Yo casi nunca me acuerdo de qué iban los libros que he leído. De casi ninguno. Lo que nunca olvido es qué me parecieron, si me gustaron mucho, regular, poco, nada

YO CASI NUNCA me acuerdo de qué iban los libros que he leído. De casi ninguno. Sé que ‘Cien años de soledad’ (Austral) cuenta la historia de la familia Buendía, que alguien talla pececitos de plata y a una virgen la entierran en su mecedora; que en ‘Austerlitz’ (Anagrama) Sebald habla del reloj de la estación de Amberes y de cómo unificó la medida del tiempo; que en ‘Tres tristes tigres’ (Seix Barral) se escucha jazz en locales nocturnos y conducen por el Malecón; que en ‘El ruido y la furia’ (Cátedra) un loco mira un partido de béisbol tras una reja, o que en ‘Vidas minúsculas’ (Anagrama) Michon describe una casa triste en el campo, y poco más. Bueno, lo del pelotón de fusilamiento y la nieve también, claro, pero es que eso es vox populi.

Lo que nunca olvido es qué me parecieron, si me gustaron mucho, regular, poco, nada, o si me parecieron grandes libros. Por eso puedo afirmar que esas cinco novelas, por ejemplo, me maravillaron hasta llegar a marcarme.

«‘En el camino’ me impresionó, y sin embargo no soy capaz de contar nada de él más allá de lo que dice cualquier sinopsis»

'En el camino' (Anagrama) me impresionó, y sin embargo no soy capaz de contar nada de él, más allá de lo que dice cualquier sinopsis: dos amigos, alter egos del icono beat Neal Cassady y del propio autor, Kerouac, cruzan Estados Unidos en coche varias veces durante varios años, conocen mucha gente, tienen parejas e hijos, se enfadan y se echan de menos.
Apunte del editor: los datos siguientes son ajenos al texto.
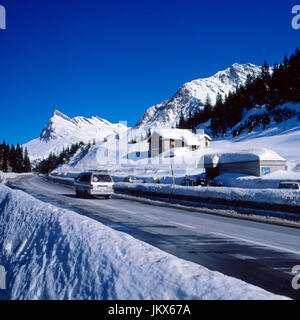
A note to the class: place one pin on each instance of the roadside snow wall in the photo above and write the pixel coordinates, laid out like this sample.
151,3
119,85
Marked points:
52,253
262,199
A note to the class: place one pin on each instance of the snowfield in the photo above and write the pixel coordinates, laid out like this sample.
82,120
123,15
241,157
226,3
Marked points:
52,253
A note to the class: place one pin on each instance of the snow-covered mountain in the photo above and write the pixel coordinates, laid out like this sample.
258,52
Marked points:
192,95
62,131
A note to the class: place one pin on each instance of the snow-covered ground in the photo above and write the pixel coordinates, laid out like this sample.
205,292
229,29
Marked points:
52,253
4,176
62,131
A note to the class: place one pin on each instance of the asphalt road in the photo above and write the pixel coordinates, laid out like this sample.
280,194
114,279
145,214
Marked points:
258,253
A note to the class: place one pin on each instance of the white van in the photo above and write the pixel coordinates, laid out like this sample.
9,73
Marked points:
94,183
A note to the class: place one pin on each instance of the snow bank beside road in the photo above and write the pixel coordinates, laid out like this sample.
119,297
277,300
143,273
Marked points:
270,196
52,253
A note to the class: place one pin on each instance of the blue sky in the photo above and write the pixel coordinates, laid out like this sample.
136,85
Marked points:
116,58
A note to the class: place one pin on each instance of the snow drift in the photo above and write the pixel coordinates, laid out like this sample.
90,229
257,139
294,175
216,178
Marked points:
52,253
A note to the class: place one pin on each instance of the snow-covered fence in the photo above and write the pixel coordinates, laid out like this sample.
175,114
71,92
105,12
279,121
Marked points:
53,253
262,199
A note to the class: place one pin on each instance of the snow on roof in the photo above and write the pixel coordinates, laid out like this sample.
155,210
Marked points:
242,156
181,134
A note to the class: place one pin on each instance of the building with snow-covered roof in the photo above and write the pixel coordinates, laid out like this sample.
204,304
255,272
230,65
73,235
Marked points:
255,162
162,140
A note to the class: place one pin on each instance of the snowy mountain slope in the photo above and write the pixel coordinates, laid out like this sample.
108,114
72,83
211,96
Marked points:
193,94
52,253
62,131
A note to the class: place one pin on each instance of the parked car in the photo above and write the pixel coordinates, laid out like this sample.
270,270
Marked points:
133,179
94,183
208,183
289,185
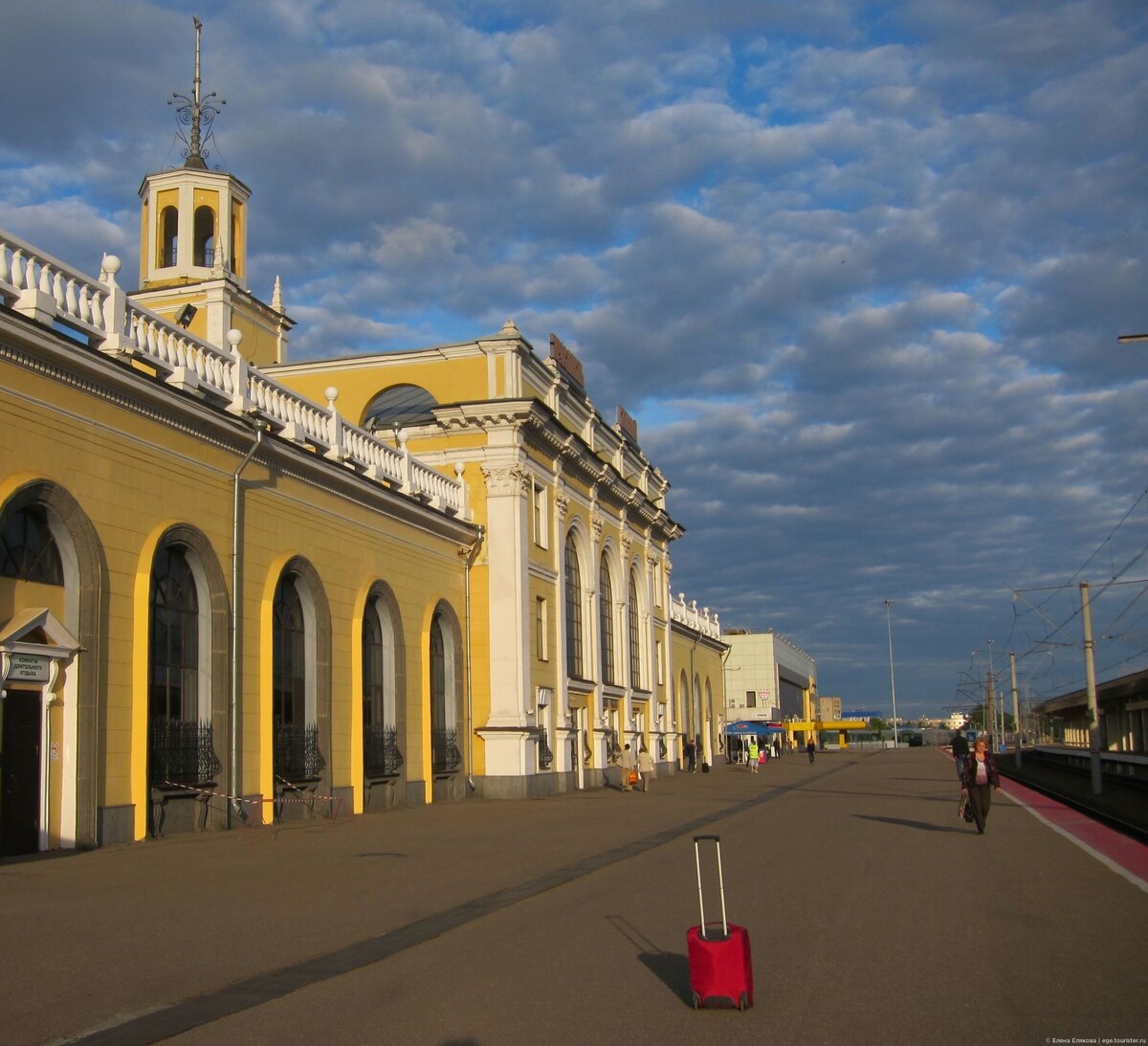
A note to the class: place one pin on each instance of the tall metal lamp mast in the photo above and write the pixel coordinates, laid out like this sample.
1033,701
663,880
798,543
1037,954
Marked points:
893,678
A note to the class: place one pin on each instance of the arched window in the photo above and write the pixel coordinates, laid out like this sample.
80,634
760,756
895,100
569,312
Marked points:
181,745
445,754
169,237
288,683
607,621
635,634
382,756
399,406
28,551
205,236
573,610
175,638
297,754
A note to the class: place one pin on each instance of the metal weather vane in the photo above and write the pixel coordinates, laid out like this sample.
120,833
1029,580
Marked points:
198,111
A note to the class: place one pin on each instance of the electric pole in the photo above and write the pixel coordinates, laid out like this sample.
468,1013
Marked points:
1090,674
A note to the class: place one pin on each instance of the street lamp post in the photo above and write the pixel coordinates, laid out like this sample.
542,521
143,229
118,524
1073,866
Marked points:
991,711
893,678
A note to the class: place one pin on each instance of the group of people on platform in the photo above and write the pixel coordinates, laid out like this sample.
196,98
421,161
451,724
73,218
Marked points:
977,773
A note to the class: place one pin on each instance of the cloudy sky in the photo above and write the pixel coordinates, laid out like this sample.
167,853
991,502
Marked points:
856,269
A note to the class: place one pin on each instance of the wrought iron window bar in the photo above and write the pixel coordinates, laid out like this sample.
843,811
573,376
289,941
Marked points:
297,752
382,757
183,753
445,754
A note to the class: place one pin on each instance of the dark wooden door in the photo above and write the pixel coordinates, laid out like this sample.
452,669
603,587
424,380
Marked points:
20,774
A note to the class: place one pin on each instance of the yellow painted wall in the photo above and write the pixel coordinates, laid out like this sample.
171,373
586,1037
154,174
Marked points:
135,477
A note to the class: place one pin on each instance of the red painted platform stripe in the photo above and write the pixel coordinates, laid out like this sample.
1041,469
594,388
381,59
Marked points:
1123,855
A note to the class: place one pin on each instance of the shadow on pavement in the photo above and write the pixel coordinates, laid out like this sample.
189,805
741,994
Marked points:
671,968
922,825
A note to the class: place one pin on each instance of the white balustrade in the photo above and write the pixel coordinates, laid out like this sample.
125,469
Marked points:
701,621
44,288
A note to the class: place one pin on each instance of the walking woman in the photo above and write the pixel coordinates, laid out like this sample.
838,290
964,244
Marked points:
979,779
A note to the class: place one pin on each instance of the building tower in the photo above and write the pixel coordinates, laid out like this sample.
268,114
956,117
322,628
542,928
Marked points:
193,243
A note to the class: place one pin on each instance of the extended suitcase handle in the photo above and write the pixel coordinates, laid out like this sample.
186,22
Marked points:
721,883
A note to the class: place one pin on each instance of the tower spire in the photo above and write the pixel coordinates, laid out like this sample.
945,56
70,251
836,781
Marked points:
198,111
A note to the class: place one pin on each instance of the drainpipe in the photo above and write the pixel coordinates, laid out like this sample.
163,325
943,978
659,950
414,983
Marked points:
695,702
471,556
232,711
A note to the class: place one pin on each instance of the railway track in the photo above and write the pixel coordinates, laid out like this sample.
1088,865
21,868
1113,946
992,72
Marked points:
1120,806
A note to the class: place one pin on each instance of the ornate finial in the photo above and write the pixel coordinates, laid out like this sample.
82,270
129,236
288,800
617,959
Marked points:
199,113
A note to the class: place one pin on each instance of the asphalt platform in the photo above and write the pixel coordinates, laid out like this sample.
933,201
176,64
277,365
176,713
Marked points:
876,917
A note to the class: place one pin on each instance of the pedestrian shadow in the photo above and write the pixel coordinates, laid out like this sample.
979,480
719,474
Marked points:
924,826
671,968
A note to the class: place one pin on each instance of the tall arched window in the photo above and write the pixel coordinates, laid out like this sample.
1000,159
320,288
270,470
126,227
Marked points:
607,621
205,236
181,743
297,754
382,756
175,637
445,754
635,633
573,610
28,551
169,236
288,683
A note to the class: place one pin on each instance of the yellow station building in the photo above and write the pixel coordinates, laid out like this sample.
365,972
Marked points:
234,588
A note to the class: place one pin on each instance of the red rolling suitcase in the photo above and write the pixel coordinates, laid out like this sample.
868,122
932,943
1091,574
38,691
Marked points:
721,969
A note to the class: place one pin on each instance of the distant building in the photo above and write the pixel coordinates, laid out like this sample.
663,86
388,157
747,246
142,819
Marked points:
768,678
828,708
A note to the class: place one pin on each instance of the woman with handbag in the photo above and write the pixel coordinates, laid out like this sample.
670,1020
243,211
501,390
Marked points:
979,779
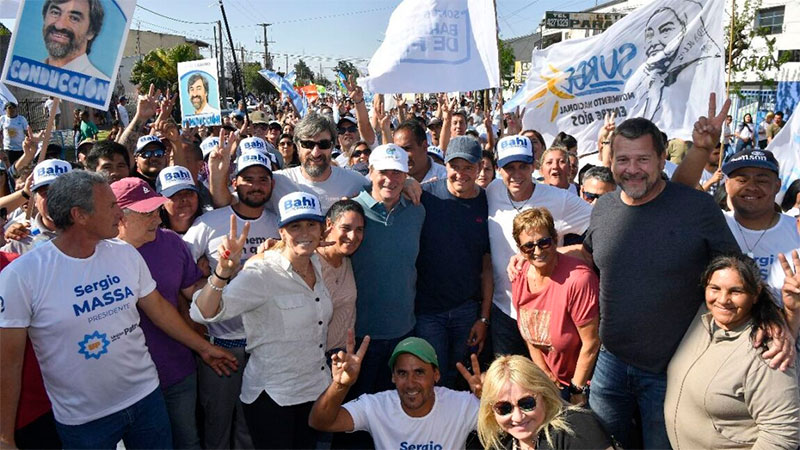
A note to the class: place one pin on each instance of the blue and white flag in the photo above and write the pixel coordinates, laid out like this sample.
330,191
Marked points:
283,85
436,46
659,62
786,148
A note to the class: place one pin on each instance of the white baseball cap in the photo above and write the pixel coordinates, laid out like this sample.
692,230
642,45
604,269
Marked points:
514,148
47,171
174,179
252,158
389,157
299,206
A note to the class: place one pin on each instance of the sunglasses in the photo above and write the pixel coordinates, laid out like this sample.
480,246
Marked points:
525,404
324,144
543,244
158,153
591,196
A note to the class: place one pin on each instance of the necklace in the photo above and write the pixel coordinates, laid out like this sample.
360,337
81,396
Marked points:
510,200
744,239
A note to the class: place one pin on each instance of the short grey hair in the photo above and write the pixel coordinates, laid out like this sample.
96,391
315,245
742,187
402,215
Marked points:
313,124
70,190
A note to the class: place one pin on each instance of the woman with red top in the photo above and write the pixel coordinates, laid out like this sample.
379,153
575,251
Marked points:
556,299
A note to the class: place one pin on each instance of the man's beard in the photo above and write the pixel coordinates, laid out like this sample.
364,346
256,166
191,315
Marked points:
315,170
57,49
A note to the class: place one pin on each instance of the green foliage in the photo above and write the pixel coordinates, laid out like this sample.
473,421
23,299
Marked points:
160,67
304,74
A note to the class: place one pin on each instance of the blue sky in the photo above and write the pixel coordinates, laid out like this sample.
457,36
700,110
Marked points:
323,30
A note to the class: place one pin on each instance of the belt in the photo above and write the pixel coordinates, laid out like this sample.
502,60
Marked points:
227,343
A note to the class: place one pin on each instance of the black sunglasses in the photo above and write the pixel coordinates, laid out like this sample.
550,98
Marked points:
543,244
525,404
591,196
158,153
324,144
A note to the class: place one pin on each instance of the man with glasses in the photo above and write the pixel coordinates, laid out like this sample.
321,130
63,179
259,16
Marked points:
508,196
150,158
597,181
42,229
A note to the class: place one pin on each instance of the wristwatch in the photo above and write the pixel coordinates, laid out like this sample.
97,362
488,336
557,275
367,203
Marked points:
575,390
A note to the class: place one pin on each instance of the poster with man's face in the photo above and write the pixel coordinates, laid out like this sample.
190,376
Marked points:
199,93
69,49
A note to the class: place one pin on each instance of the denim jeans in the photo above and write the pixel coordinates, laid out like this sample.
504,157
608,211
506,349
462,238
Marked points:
181,400
447,332
145,424
505,335
617,388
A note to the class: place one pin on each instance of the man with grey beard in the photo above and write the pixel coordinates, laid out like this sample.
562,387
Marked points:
69,29
315,136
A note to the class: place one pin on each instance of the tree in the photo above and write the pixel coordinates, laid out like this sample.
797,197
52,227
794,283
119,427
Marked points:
347,68
160,67
254,82
506,56
304,74
753,49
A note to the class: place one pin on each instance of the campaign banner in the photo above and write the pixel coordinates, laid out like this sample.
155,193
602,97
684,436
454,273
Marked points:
660,62
286,88
199,93
76,54
786,148
436,46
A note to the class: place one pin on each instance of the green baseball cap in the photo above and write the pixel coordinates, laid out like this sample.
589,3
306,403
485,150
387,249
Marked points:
416,346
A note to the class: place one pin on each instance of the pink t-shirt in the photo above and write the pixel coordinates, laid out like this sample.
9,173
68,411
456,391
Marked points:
549,318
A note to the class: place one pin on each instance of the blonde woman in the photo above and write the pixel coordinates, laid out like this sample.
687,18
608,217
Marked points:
522,409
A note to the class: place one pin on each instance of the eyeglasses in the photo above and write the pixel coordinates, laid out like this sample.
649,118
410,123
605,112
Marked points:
589,196
158,153
525,404
543,244
324,144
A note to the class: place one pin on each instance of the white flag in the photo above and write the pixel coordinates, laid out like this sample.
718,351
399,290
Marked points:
436,46
659,62
786,148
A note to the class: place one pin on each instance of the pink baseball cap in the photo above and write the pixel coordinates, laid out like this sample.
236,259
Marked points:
135,194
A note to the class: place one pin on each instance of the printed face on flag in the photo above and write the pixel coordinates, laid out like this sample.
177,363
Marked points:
76,52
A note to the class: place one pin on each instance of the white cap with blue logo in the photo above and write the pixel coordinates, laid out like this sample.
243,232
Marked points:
299,206
252,158
514,148
174,179
47,171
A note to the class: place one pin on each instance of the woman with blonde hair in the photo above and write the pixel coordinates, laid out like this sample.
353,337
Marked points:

Únicamente recuerdo un detalle, porque me pareció aberrante: hay un momento en que, entrando en no sé qué estado, uno de ellos comenta que cree que allí vive su hermano, al que no ve desde hace años, pero que tal vez sea mejor no ir a visitarlo, porque le debe algo así como veinte dólares. Aparte de eso, solo la sensación de vivir de prisa, de intentar ahogar la angustia, de querer agotar la vida.

Tengo dos viajes comprometidos con mi hijo: a China cuando cumpla doce años, y en el Transiberiano a los quince. Sin duda cualquiera de ellos sería una experiencia increíble; veremos si tengo el tiempo, el dinero y el valor. Pero cruzar EE.UU., un coche —un Cadillac o un Ford, grande—, carreteras rectas interminables, gasolineras en medio de la nada y pueblos que son el fin del mundo, junto con ciudades que se comportan como si fuesen su centro, es algo que no haré. Tal vez sería materialmente posible algún día, pero supongo que se me ha pasado la edad. Hay cosas que hay que hacer a unos años o ya no son lo que deberían.

Cuántas cosas ya no sucederán. Cuántas, de las que uno creyó, o imaginó o como mínimo soñó hacer al menos una vez, no van a pasar. Parecía que habría oportunidades de sobra para todo y, sin embargo, aquí estamos, un poco desconcertados.

Y es curioso, pero a veces me sorprendo pensando que en la próxima vida sí, que en la próxima seguro que aprovecho mejor el tiempo.